The controversy has often centered on what happens to the bread and the wine, if anything. Does it change in a physical and material way, in a metaphysical way, in a mystical way, or in its spiritual characterization from common to holy, ordinary to consecrated? I don’t really care to delve into the weeds here. (I seem to hear a large collective sigh of relief…)
One of the most helpful articulations I have heard is from a Catholic by the name of Michael Lawler. His explanation gives me more to reflect upon, more to engage, more to seek. In short, his explanation helps me to feed spiritually on Christ in a much more devotional and robust manner. The gist of his argument is that Christ’s presence is a PERSONAL presence when He is received by faith. The only real presence of lasting worth is interpersonal presence, the presence of persons actively interacting with each other. Think relationship.
But in any relationship, we can be truly present to each other, or truly absent. We can go through motions of relationship with our hearts fully engaged (real presence) or we can go through the same motions with our hearts detached and distant, and a nice thick invisible dividing wall between us (we could call that a real absence). The outer trappings may be the same, but the relationship between the persons is qualitatively and substantially different.
Lawler uses the example of making love (not meaning sex, but rather those behaviors, actions, and signs that both reflect love and make it tangible, manifest, real). Holding hands, looking into each other’s eyes, kisses, hugs and such are meant to communicate a gift of one person to another, of mutually reciprocating “I am yours and you are mine.” Such things “make love.” But again, you can go through those motions and yet be detached, or selfish, or deceptive. The gestures are signs that communicate an objective love – it can be readily observed by those engaged in these rituals of love-making, as well as by those around them. But the love does not become personally present until both persons truly offer themselves and their love and receive the same back from the other.

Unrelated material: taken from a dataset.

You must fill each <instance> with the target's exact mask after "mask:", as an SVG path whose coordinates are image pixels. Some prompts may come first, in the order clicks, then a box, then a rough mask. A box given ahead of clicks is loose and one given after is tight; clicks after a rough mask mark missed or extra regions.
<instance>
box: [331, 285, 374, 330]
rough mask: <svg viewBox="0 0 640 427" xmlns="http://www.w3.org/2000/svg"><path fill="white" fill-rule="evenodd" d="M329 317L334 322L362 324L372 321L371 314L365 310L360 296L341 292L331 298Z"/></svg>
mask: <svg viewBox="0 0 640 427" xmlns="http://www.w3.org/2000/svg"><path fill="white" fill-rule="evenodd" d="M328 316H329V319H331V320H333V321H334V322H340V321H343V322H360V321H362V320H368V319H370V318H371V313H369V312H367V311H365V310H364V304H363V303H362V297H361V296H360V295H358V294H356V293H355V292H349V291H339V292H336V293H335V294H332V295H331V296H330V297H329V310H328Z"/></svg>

In the sacrament it is the same. Christ is objectively present in the Eucharist in that he truly offers himself, his love, his fellowship. The faith of the Church does not make this objective presence out of non-presence. Lawler states instead that the faith of the church draws the objective presence of Christ into personal presence, where we are his and he is ours. The Eucharist moves ever towards the mystical union of Christ and his Church.
Now, speaking of a real absence….where did I put my coffee?